On 8 March 2019 Lu Hiam and Martin McKee, referring to the most recent report from the Institute of Actuaries, said that we should not be surprised to discover that life expectancy in the UK has fallen by just over a year for both men and women since projections were made in 2015. They explain that the Department of Health and Social Care described the early warning of the start of the deterioration in life expectancy as “a triumph of personal bias over research.” The UK government and its agencies were not just failing to publish their internal monitoring of the situation; they were actively rubbishing the work of others. In such a political climate it is hardly surprising that the warning signs were ignored. The question this raises is why were competent, able, intelligent people at the heart of government choosing to ignore the statistics?

On 11 March 2019, Harriet Pike explained that the actuaries now saw the change as a “new trend rather than a blip.” She explained that three months earlier, Public Health England, had considered the reasons and decided to give less prominence to cuts in health and social care spending.
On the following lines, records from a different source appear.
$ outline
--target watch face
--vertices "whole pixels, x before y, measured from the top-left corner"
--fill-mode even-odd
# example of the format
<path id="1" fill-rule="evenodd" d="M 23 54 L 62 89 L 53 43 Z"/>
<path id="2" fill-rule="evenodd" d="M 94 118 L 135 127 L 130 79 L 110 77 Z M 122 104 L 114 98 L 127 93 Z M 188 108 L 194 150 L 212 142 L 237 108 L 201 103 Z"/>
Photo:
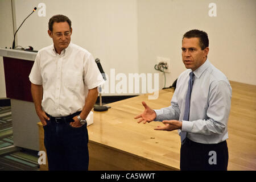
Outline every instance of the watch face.
<path id="1" fill-rule="evenodd" d="M 86 123 L 86 120 L 81 120 L 81 121 L 80 121 L 81 125 L 84 125 Z"/>

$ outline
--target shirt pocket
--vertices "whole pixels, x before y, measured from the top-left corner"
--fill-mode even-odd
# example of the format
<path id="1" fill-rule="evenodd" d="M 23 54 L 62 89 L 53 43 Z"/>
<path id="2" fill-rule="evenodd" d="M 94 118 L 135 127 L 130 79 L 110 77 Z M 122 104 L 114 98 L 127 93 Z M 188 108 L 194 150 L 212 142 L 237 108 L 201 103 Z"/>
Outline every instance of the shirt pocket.
<path id="1" fill-rule="evenodd" d="M 64 76 L 63 81 L 65 86 L 70 90 L 76 89 L 81 77 L 80 73 L 71 70 L 67 71 Z"/>

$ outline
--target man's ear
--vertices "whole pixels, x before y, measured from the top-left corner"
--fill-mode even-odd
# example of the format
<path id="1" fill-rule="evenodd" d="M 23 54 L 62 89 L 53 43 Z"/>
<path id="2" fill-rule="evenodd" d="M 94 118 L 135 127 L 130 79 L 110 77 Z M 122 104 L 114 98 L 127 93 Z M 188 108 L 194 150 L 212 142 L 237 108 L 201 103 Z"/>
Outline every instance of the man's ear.
<path id="1" fill-rule="evenodd" d="M 48 30 L 48 34 L 49 35 L 51 38 L 52 38 L 52 32 L 51 30 Z"/>
<path id="2" fill-rule="evenodd" d="M 208 55 L 208 52 L 209 52 L 209 47 L 206 47 L 206 48 L 204 49 L 204 52 L 205 56 L 207 57 L 207 55 Z"/>

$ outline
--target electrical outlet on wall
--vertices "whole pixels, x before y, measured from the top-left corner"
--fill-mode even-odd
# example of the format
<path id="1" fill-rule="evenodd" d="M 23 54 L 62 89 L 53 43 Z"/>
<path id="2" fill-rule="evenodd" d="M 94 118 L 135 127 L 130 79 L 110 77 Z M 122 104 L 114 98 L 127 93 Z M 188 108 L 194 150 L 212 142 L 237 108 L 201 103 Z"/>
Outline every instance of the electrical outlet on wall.
<path id="1" fill-rule="evenodd" d="M 164 72 L 167 73 L 171 73 L 171 60 L 169 58 L 165 58 L 162 57 L 156 57 L 157 64 L 160 62 L 164 62 L 167 64 L 167 69 L 164 69 Z"/>

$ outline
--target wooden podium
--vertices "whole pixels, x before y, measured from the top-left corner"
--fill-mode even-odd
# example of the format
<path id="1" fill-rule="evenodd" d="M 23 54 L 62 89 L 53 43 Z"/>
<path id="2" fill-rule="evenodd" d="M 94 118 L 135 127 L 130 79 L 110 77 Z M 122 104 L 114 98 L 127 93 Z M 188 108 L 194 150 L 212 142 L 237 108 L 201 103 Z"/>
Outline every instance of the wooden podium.
<path id="1" fill-rule="evenodd" d="M 14 145 L 38 151 L 38 117 L 28 78 L 36 52 L 0 48 L 3 59 L 6 96 L 10 98 Z"/>

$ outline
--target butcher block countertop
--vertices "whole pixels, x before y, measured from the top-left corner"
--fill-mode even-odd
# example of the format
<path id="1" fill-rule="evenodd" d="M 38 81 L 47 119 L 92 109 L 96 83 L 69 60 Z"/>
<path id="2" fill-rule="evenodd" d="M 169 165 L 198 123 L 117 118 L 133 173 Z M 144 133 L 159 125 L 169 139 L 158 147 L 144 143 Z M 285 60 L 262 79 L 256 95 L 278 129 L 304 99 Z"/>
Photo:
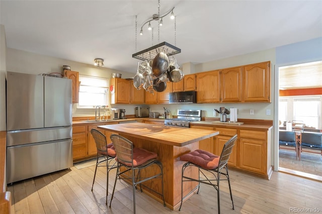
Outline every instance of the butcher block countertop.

Instead they ”concluded that slowing improvements in heart disease and stroke, high winter mortality from flu in several recent years, the growth of dementia as a recorded cause of death, and more deaths from drug misuse among younger people have all played a part.”

What Public Health England (and by association the Department of Health and Social Care) fail to consider is why the rate of improvement in heart disease had slowed; why more people suffering a stroke are now dying than would have died if the previous improvement in care had continued; why mortality was higher than usual in winter when the recent winters were all (without exception) unusually warm. Influenza as a substantial reason has been debunked. People who suffer dementia are now dying earlier than that group did before. This is almost certainly because care for people with dementia has worsened as austerity bites. People’s families are less able to care for them in these austerity years; and adult social services have been repeatedly decimated.
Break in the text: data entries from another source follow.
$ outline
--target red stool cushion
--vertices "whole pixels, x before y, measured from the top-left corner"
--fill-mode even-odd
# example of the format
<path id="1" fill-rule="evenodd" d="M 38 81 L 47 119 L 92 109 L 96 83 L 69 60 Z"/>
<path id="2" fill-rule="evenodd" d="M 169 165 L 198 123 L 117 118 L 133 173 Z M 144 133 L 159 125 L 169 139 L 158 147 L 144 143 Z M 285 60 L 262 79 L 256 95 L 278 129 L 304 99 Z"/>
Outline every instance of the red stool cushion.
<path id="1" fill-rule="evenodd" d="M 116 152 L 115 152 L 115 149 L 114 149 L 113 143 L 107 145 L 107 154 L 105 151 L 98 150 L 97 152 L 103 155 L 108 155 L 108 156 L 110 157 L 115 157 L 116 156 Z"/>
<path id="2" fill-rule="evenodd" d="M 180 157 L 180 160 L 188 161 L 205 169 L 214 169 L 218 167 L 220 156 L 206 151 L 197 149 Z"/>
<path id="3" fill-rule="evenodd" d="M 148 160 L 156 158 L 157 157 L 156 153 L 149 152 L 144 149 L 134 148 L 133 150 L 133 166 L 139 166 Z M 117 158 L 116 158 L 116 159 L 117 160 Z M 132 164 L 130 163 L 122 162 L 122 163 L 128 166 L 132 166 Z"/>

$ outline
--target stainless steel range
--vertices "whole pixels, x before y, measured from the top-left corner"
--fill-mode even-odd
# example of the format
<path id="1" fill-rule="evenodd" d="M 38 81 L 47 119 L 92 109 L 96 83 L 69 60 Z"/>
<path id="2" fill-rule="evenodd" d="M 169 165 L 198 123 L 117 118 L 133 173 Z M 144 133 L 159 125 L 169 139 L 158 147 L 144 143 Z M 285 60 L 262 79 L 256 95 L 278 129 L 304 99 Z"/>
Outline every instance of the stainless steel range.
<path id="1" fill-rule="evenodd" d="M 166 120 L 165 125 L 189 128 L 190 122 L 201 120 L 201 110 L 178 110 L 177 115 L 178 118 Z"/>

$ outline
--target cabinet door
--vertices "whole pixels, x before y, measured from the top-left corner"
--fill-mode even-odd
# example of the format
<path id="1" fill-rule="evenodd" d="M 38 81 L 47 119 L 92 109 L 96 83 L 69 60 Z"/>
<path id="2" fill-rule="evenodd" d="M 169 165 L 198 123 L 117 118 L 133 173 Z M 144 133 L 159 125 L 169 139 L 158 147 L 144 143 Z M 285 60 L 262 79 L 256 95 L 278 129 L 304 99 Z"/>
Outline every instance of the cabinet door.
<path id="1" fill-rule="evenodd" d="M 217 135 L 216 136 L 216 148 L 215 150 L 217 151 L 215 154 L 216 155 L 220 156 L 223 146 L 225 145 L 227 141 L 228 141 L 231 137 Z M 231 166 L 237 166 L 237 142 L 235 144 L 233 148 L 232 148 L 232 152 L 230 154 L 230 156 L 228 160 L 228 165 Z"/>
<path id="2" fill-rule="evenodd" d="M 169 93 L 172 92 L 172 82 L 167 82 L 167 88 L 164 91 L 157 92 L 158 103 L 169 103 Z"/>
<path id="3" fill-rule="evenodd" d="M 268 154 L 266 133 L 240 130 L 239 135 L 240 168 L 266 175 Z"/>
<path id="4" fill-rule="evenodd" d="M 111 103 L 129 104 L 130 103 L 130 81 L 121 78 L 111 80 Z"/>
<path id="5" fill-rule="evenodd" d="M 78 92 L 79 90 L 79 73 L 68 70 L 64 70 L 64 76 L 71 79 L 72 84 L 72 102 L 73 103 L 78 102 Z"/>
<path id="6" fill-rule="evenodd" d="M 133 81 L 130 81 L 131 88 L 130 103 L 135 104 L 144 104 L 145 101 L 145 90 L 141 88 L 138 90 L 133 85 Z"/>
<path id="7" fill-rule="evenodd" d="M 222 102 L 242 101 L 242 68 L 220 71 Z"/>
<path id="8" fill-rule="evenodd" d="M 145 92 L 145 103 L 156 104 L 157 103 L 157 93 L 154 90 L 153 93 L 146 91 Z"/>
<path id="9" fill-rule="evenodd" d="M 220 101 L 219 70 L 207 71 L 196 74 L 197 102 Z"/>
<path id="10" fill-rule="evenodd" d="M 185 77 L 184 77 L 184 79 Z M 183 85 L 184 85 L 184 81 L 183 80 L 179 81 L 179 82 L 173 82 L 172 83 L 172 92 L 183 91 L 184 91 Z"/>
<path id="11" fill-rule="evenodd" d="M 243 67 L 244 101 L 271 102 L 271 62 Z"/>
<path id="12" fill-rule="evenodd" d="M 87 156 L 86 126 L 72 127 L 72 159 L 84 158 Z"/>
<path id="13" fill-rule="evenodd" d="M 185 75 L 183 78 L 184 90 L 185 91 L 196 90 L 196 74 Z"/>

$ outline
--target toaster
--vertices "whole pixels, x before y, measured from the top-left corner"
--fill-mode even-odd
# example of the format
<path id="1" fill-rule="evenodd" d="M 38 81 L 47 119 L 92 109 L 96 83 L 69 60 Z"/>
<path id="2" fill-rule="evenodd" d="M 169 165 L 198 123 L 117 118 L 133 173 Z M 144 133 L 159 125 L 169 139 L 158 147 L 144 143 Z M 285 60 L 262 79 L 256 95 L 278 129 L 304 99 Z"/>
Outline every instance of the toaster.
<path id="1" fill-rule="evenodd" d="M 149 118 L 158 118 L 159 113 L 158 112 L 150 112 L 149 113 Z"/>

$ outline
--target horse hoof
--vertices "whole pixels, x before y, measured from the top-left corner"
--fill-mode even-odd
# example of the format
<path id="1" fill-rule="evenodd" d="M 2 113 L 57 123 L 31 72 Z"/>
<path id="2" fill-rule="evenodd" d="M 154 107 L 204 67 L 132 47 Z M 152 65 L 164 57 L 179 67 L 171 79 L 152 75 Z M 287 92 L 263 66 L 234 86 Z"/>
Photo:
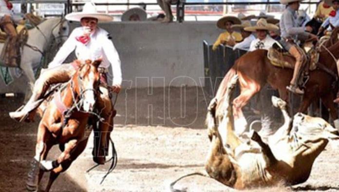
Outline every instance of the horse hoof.
<path id="1" fill-rule="evenodd" d="M 105 157 L 93 157 L 93 161 L 99 165 L 103 165 L 106 162 Z"/>
<path id="2" fill-rule="evenodd" d="M 36 159 L 31 163 L 31 170 L 28 173 L 26 188 L 30 192 L 37 191 L 38 189 L 38 174 L 39 171 L 39 162 Z"/>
It is now too late for all those who have died. And it is probably too late for all those who will die early in 2019 and 2020. What we can now do is start to collate the evidence of why this huge mistake happened. On 12 February 2014, the deputy editor of the New Statesman, Helen Lewis, and I received an email from the Business Manager to the Chief Knowledge Officer of Public Health England.
It read:

Dear Professor Dorling and Ms Lewis
I am writing on behalf of Professor John Newton, chief knowledge officer at Public Health England. The attached article written for the New Statesman contains a number of factual inaccuracies Professor Newton is keen to rectify. Hopefully we can arrange a time for Professor Newton to speak to you shortly.

 

There were no factual inaccuracies in the piece. I responded by putting online a fully referenced version of the article to which the business manager was responding. That exchange took place over five years ago.

 

There will, at some point in the future, be a public inquiry into the events of 2014 to 2019, the years in which life expectancy fell in the UK. What matters now is to keep the evidence safe. If you are working in public health make a record of the emails you receive, the unpublished internal documents that are relevant. Keep it all. That future inquiry will be used to learn the lessons that need to be learnt so this never happens again.